Two days ago I ate lunch at a raw foods restaurant in Lansdale, Pennsylvania called Arnold's Way. One thing I love about diets of any kind is they can teach you to be more creative with the ingredients you do have. That is why my favorite restaurant in the Bay Area is a raw restaurant, Cafe Gratitude. At Arnold's Way the food was not nearly as captivating. Arnold's heart seems to lye in the medicinal aspects of food and not in its artistry. In fact when I mentioned Cafe Gratitude to Arnold he responded that they are too elaborate with their food; using too many ingredients. Each meal, according to Arnold, should have no more than five ingredients. Each ingredient competes with the others for the body's attention, much like tryng to have a conversation with twenty people at once. Arnold believes five is the limit. He himself eats just fruit and greens. Not even vegetables or nuts. The body, according to Arnold, does not know what to do with protein or grains, they only bog it down and confuse it. Fruits and greens offer the necessary nutrients, but require constant consumption. Arnold eats all day.
As someone who loves food as well as its nutritive properties. I found Arnold fascinating. He touts that in terms of illnesses "you name it and he's dealt with it" meaning you can cure anything with such a diet. But really, is it possible we don't need protein or grains? What about bread as the staff of life?

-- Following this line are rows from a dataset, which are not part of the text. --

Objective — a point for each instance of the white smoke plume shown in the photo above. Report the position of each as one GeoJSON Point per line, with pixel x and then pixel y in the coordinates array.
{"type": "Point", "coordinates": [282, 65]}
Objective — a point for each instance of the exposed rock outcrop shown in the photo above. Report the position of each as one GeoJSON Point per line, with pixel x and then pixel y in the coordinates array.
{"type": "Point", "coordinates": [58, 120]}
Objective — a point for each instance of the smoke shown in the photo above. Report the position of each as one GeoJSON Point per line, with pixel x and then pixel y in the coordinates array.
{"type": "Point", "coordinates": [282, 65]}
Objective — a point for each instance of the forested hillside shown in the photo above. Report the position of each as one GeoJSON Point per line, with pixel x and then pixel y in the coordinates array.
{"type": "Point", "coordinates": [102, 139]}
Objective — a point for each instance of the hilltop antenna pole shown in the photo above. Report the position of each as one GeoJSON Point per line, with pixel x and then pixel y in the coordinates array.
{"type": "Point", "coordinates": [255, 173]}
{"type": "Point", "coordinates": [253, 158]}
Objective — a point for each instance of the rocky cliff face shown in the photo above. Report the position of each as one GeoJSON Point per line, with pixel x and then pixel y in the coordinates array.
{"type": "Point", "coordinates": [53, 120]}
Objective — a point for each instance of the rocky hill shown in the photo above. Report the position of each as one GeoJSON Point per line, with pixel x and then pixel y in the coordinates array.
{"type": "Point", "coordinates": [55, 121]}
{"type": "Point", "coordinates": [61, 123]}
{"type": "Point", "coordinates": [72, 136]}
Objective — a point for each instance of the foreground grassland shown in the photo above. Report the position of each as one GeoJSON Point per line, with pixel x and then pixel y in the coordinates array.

I'm not convinced, and the mostly unforgettable combinations left nothing to convince me. The Polynesian salad, however was noteworthy; an interesting and pleasing combination of mango, pineapple, coconut, almonds, zucchini, and tomato. This salad can easily be made at home, it was simply all mixed together, chopped I believe with a grater feature on a food processor. The sweet potato pie was pretty good as well. Though it still boggles my mind how the sweet potato is soft without being cooked. One of life's little mysteries I guess.